Reindexing data with IngestSegmentFirehose works first time, fails subsequent times

Being able to selectively purge data from druid as all the data collected cannot be kept around once it is not required. This seems to be missing in druid currently. Not sure how folks who use Druid in production are dealing with this currently.

Thanks,

Prathamesh

Hi Gian,Fangjin,

Is this something we may see in Druid going forward?

Thanks,

Prathamesh

Hi Prahtamesh,

Druid segments are immutable. It is core to Druid’s architecture and I don’t expect that to change.

However, Druid does support updating/deleting existing data through a process called reindexing, which involves creating new segments out of existing ones.

See: http://druid.io/docs/latest/ingestion/update-existing-data.html

For deleting data in reindexing, you can add a Transformation Spec with a row filter to your Ingestion Spec.

http://druid.io/docs/latest/ingestion/transform-spec.html

Please note that this is probably not relevant for deletes that involves joins, and for that case, I would suggest reprocessing the data outside of Druid (with Hadoop, etc).

Hi Eyal,

I have tried to delete data using reindexing but found that ingestSegment firehose is not able to reindex and delete data in case there is nothing to retain.

Thread: ingestSegment Firehose Doesn’t update segments when all the data needs to be deleted

Thanks,

Prathamesh

Hi Eyal,

when i tried deleting data from druid using reindexing, what i found was the deletion is successful only when the segment contains data that would be retained after reindexing.

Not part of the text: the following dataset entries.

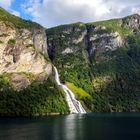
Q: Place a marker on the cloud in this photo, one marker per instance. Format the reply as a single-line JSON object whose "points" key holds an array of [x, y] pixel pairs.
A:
{"points": [[54, 12], [5, 3], [15, 13]]}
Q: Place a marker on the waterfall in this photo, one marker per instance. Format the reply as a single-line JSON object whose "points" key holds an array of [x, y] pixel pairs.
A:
{"points": [[74, 105]]}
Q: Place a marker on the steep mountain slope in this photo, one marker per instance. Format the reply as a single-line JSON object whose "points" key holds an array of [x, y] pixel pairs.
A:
{"points": [[26, 83], [102, 59]]}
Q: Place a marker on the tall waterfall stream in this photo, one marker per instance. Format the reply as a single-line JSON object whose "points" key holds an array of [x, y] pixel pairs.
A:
{"points": [[74, 105]]}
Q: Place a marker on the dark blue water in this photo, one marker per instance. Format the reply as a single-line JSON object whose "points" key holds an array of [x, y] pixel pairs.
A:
{"points": [[95, 126]]}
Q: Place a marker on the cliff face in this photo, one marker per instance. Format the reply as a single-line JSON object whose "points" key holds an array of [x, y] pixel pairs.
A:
{"points": [[92, 40], [22, 51], [98, 57]]}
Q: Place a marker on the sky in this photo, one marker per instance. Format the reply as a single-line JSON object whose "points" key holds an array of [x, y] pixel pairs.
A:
{"points": [[50, 13]]}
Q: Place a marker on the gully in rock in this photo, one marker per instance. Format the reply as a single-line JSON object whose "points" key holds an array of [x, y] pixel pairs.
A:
{"points": [[74, 105]]}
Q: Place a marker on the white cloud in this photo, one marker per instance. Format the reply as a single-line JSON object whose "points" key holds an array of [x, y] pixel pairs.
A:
{"points": [[5, 3], [55, 12], [15, 13]]}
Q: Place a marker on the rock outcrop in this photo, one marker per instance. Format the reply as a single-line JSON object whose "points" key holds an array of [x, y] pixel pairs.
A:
{"points": [[21, 52]]}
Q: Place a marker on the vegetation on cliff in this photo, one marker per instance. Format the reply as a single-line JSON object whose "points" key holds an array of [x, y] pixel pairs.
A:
{"points": [[110, 76]]}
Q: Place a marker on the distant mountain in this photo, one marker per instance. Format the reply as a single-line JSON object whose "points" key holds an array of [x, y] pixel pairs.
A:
{"points": [[26, 82], [101, 58]]}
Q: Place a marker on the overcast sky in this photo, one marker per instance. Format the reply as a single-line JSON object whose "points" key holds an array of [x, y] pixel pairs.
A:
{"points": [[50, 13]]}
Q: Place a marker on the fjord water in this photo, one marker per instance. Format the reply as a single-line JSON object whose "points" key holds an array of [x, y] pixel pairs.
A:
{"points": [[93, 126]]}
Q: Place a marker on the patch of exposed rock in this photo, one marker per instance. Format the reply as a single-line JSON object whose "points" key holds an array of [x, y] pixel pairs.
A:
{"points": [[21, 52]]}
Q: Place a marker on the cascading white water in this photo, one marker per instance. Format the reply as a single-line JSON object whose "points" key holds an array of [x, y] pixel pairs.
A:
{"points": [[74, 105]]}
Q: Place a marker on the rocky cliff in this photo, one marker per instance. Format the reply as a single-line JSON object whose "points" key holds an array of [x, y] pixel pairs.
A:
{"points": [[22, 51], [27, 87], [102, 59]]}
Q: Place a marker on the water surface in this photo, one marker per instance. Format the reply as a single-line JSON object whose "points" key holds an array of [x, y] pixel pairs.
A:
{"points": [[93, 126]]}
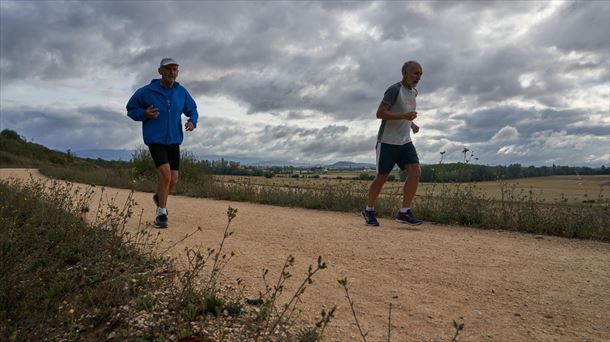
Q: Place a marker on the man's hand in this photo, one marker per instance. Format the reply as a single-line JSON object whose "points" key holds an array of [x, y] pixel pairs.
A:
{"points": [[151, 112], [410, 116], [414, 127]]}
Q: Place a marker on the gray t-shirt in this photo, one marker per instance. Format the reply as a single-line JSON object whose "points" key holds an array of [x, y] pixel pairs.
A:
{"points": [[402, 100]]}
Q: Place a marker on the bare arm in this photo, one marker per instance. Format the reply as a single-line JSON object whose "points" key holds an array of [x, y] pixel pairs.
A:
{"points": [[383, 112]]}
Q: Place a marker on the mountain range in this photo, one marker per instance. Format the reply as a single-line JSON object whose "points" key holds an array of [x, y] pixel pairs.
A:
{"points": [[126, 155]]}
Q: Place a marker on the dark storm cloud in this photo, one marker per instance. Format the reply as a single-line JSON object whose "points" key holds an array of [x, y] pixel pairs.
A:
{"points": [[580, 26], [76, 128]]}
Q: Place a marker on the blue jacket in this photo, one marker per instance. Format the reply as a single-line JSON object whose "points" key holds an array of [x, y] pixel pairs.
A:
{"points": [[166, 129]]}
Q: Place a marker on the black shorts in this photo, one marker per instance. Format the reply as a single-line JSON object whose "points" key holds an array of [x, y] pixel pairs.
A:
{"points": [[389, 155], [163, 154]]}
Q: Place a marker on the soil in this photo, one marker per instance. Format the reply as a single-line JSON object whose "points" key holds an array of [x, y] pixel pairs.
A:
{"points": [[504, 286]]}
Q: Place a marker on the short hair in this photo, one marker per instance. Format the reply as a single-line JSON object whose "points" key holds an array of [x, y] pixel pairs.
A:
{"points": [[407, 66]]}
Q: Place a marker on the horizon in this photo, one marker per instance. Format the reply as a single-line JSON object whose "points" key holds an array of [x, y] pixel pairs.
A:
{"points": [[516, 82]]}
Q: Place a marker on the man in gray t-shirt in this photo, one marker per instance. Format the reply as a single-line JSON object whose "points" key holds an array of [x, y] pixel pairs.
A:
{"points": [[394, 146]]}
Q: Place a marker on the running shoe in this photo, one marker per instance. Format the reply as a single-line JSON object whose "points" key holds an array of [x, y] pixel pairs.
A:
{"points": [[161, 221], [408, 218]]}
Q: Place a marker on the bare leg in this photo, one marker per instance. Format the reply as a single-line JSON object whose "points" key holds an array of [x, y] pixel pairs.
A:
{"points": [[174, 181], [375, 188], [411, 184]]}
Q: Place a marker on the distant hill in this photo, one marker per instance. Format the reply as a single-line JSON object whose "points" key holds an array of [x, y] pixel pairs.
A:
{"points": [[105, 154]]}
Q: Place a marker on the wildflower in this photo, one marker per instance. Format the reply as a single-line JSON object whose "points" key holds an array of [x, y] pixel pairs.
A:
{"points": [[231, 213]]}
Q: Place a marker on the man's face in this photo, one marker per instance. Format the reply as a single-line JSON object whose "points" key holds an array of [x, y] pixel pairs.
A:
{"points": [[413, 75], [169, 73]]}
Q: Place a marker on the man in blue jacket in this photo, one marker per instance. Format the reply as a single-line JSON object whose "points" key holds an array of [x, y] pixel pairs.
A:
{"points": [[160, 105]]}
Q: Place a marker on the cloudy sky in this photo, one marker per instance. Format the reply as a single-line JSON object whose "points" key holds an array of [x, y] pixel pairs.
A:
{"points": [[516, 82]]}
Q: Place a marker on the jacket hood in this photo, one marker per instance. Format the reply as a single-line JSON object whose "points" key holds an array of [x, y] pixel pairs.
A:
{"points": [[156, 84]]}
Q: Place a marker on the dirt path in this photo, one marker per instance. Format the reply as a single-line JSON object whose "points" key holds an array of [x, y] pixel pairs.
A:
{"points": [[503, 286]]}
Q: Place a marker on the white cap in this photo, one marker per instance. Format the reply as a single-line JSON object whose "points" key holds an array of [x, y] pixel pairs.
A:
{"points": [[167, 61]]}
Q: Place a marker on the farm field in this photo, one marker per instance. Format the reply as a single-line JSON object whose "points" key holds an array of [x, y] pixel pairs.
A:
{"points": [[504, 286], [572, 189]]}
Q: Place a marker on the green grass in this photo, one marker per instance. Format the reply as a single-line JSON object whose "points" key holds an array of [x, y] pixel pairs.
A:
{"points": [[499, 205], [71, 272]]}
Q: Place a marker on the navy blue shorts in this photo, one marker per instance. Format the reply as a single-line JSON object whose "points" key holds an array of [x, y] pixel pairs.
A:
{"points": [[163, 154], [389, 155]]}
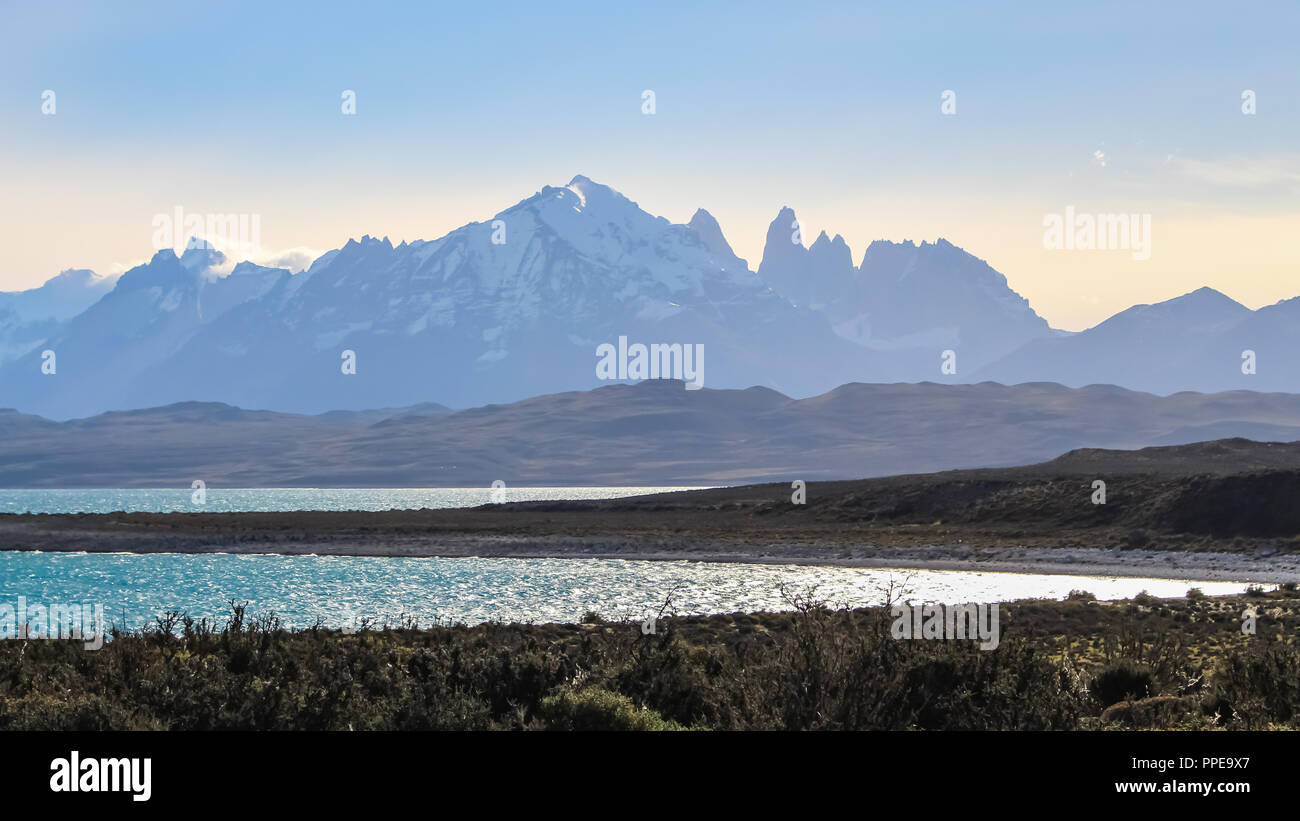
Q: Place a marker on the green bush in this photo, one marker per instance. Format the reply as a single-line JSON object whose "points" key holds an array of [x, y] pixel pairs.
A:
{"points": [[596, 708], [1121, 681]]}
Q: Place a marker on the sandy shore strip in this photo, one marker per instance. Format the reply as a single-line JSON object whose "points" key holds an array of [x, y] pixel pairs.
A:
{"points": [[1192, 565]]}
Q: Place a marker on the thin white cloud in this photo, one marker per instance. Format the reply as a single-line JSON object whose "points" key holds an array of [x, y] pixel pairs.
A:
{"points": [[1242, 172]]}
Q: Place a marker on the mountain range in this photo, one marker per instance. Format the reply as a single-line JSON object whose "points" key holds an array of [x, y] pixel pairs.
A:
{"points": [[649, 433], [516, 305]]}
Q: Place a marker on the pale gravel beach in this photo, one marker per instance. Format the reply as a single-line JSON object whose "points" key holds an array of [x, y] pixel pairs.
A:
{"points": [[1201, 565]]}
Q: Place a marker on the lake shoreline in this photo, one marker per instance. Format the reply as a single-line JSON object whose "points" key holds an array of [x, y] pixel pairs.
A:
{"points": [[1121, 563]]}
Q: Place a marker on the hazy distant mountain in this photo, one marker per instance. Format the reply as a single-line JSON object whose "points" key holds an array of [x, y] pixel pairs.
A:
{"points": [[493, 312], [151, 313], [519, 304], [1194, 342], [625, 434], [30, 317], [910, 300]]}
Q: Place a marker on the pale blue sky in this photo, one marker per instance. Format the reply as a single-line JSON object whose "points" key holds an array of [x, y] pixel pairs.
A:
{"points": [[831, 108]]}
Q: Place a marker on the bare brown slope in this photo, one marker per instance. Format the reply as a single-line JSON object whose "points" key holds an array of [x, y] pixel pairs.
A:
{"points": [[1222, 495]]}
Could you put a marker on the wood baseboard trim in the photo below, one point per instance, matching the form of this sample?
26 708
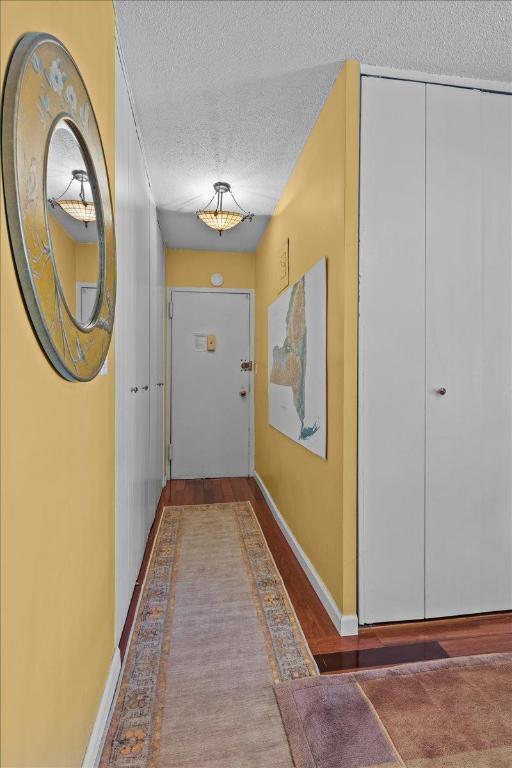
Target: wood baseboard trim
92 753
345 624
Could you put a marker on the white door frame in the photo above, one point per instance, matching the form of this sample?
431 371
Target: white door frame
249 292
79 287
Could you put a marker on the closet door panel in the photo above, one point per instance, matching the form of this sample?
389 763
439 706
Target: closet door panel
468 352
392 351
496 532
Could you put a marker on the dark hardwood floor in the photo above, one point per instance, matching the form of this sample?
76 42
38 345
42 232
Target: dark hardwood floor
379 645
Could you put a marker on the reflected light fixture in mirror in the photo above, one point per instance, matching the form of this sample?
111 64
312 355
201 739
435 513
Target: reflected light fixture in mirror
72 221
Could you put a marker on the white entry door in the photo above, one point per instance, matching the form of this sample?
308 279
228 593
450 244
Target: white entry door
211 393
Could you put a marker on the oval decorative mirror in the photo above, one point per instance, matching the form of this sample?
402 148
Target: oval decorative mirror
58 205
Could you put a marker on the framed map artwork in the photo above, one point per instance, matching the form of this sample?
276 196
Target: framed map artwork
297 330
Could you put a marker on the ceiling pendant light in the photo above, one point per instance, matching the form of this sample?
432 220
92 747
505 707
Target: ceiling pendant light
218 219
79 209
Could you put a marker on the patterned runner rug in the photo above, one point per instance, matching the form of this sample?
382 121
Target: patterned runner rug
214 631
453 713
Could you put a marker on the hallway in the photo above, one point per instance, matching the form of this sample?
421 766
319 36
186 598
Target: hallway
256 362
373 646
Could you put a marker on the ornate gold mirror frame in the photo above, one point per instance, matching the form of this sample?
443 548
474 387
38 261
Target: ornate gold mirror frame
43 85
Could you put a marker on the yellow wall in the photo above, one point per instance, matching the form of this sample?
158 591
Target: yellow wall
57 475
192 269
318 212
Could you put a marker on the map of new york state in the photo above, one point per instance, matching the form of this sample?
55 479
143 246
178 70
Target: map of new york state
289 360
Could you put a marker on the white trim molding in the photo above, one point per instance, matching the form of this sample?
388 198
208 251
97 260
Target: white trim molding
345 624
92 754
374 70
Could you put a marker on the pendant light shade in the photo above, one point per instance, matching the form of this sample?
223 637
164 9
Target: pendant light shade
79 208
219 219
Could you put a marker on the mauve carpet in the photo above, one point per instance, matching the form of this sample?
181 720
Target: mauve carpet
214 631
452 713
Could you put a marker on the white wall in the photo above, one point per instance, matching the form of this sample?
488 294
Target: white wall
139 353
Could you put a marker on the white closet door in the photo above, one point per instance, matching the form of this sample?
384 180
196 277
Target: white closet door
467 520
156 355
392 351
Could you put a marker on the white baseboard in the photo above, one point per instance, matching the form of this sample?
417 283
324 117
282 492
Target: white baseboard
93 748
345 625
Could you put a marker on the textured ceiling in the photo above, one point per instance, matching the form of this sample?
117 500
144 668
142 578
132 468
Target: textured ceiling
231 90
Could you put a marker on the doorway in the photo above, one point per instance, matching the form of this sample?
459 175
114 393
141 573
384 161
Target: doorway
211 403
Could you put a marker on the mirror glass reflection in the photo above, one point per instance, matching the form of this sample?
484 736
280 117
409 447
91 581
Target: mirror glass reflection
72 222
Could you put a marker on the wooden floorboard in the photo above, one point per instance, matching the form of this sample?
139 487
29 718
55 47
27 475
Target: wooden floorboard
489 633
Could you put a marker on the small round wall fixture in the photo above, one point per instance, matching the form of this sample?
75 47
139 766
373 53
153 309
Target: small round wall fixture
48 131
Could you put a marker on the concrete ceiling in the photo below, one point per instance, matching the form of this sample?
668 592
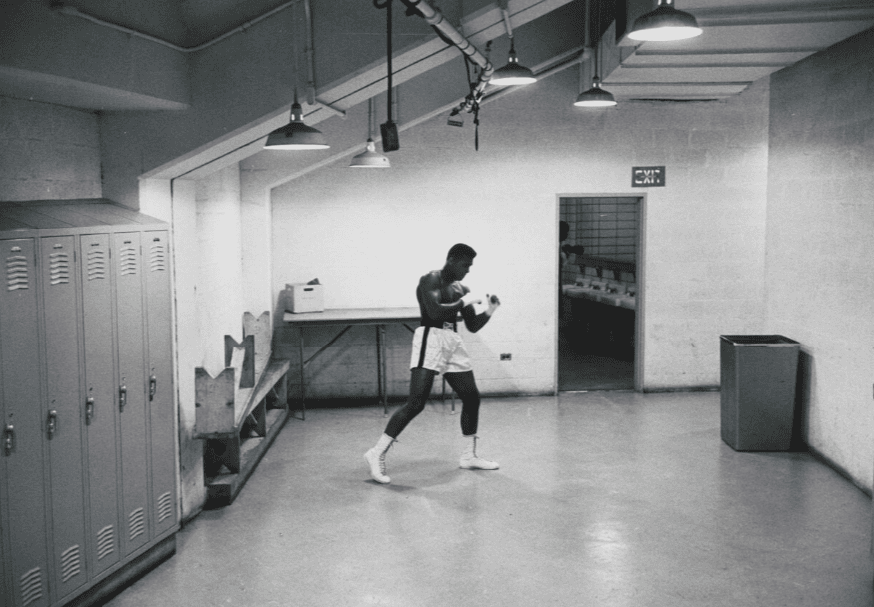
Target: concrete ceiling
743 40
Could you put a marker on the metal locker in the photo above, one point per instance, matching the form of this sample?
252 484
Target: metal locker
160 371
22 486
99 398
62 412
131 378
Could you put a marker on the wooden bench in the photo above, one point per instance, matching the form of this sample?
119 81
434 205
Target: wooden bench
240 411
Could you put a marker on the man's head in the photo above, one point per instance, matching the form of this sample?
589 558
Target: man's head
458 261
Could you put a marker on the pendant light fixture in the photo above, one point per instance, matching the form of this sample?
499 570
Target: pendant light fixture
665 23
370 158
514 73
596 96
296 135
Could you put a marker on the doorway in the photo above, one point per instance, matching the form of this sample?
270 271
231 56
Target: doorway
599 300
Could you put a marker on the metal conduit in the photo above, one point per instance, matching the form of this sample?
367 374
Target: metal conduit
435 19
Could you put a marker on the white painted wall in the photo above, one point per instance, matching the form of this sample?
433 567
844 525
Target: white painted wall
368 236
47 152
819 260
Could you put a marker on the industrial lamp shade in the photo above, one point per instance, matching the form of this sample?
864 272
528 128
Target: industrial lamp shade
296 135
370 158
665 23
513 73
595 96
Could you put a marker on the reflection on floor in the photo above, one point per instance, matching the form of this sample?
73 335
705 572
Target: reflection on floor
603 499
581 368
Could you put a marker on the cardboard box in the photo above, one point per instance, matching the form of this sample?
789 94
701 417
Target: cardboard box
304 298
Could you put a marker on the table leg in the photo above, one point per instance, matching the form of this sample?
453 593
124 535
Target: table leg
303 407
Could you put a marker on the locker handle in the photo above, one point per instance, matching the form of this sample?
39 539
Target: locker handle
52 423
89 409
153 386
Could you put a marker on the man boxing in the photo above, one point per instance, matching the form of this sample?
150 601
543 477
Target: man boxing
438 348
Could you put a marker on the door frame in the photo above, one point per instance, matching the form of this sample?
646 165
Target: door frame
640 261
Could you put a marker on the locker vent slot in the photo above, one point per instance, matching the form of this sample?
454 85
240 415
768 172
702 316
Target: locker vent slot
70 563
59 268
157 257
165 506
128 260
137 523
17 275
105 541
31 586
96 264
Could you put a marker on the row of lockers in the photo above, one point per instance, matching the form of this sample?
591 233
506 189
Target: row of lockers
88 474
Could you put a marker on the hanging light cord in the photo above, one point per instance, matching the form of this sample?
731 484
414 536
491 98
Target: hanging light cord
475 101
386 4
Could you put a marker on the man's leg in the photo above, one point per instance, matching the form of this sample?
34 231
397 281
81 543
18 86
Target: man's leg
421 381
464 385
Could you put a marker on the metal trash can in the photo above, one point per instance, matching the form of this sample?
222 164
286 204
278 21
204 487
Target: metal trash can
758 375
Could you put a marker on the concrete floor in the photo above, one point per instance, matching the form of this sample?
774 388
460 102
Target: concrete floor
603 499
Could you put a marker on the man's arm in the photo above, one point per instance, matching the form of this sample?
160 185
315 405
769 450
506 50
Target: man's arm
473 321
430 288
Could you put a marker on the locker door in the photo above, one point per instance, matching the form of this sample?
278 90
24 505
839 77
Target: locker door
22 487
100 402
62 412
127 261
161 402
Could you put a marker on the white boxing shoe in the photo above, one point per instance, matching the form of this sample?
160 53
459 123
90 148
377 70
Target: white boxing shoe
375 458
471 461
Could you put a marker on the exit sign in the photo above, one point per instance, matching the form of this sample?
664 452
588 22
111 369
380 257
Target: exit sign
647 177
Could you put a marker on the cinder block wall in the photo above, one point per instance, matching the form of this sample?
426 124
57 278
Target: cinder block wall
219 280
47 152
369 237
819 260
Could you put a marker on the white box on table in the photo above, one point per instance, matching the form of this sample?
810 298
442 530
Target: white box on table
304 298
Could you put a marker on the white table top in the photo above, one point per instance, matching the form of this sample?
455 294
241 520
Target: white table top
354 316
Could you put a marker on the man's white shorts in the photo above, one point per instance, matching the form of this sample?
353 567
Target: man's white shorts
440 350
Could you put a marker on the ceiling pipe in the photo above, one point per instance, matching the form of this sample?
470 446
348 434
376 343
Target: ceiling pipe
435 19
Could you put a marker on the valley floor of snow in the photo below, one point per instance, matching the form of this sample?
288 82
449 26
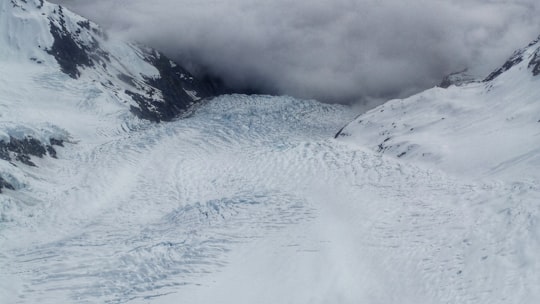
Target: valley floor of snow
252 200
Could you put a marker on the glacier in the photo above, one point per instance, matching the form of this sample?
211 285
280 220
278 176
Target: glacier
252 199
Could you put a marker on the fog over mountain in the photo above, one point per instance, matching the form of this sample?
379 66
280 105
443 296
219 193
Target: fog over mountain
334 51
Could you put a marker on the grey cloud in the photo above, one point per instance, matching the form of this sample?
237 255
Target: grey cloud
331 50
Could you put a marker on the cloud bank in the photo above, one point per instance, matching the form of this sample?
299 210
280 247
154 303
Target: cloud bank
331 50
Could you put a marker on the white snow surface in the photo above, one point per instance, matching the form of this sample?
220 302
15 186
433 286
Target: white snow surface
479 130
250 199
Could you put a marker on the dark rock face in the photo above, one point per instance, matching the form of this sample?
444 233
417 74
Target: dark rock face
21 149
174 83
160 98
458 78
515 59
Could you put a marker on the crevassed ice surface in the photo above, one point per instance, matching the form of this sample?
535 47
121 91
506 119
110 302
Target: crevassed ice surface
250 200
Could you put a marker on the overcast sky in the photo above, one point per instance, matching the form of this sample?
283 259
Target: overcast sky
331 50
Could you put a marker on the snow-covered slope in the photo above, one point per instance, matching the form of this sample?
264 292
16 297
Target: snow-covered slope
48 41
489 128
251 199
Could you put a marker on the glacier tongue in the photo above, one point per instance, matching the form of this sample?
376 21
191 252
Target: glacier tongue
250 200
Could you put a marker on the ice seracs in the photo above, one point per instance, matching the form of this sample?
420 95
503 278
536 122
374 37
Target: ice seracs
478 129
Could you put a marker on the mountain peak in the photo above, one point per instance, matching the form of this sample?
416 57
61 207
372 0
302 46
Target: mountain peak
151 85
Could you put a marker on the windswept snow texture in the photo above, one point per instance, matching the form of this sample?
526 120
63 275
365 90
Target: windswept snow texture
432 199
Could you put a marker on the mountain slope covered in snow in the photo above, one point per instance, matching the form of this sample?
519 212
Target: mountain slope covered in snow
250 199
487 128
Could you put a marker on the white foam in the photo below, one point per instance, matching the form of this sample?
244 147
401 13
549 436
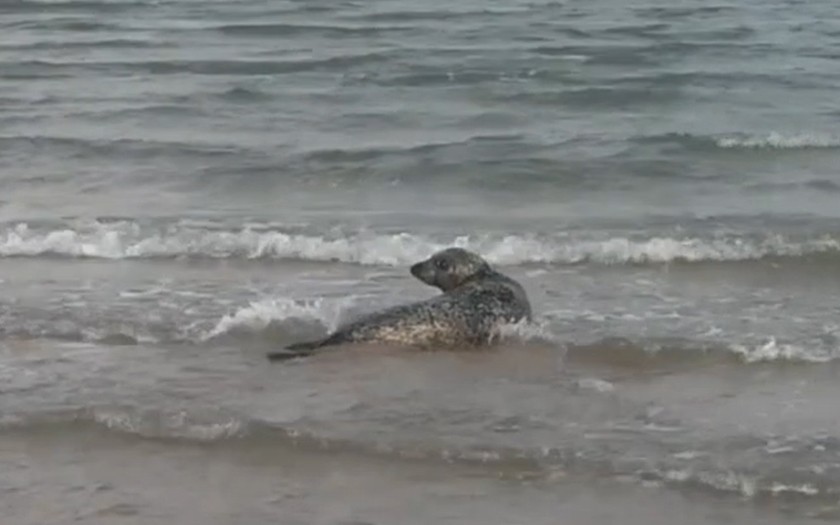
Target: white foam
776 140
259 314
127 240
536 331
774 351
178 424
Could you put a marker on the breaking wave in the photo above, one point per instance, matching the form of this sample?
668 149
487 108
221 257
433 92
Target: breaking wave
128 240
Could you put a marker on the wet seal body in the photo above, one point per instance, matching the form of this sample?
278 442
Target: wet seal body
476 300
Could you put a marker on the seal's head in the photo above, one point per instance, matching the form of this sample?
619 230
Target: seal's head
449 268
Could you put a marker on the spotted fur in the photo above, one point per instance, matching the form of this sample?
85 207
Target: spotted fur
476 300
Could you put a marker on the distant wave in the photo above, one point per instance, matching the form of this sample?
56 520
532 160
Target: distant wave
127 240
780 141
745 141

For example, if segment contains data for userId=“12345” and userId=“45678”, when reindexing is done with filter being specified to only retain data for userId=“45678” it works fine.

But if the segment contains data for only userId=“12345” and i want to delete data for this segment, i would run a reindex task by specifying filter to drop all events for userId=“12345”. However new segment is not recreated in this case since the new segment would not have any data as we are not retaining any data from the old segment.

I think this maybe a bug in ingestSegment firehose but not sure if its by design.

Here’s what David Glasser mentioned about it:

I actually added a warning about this to the docs recently, because it surprised me too: https://github.com/apache/incubator-druid/pull/7046/files#diff-4c1b0fe70b6e47e926987b1c496035b7R130

I think it would be nice to be able to pass a flag to batch ingestion that causes it to fill any gaps inside the interval from your granularitySpec that aren’t covered by new segments with empty new segments, to achieve this goal.

So basically deletion doesn’t work well when data to be deleted happens to be the only data in a segment.

Thanks,

Prathamesh

I see now, thanks.

I think this is really an edge case, where you want to delete data by a dimension (rather than time) but that dimension has a single value for all events in the segment.

I think in that case you could probably work around that by implementing your own logic:

  1. Find segments that needs to be manually deleted. Perhaps you could use segmentMetadata query with minMax on the relevant dimension.

  2. Permanently delete the segment by ID: http://druid.io/docs/latest/tutorials/tutorial-delete-data.html

I agree this is not a very clean workaround but I hope this works.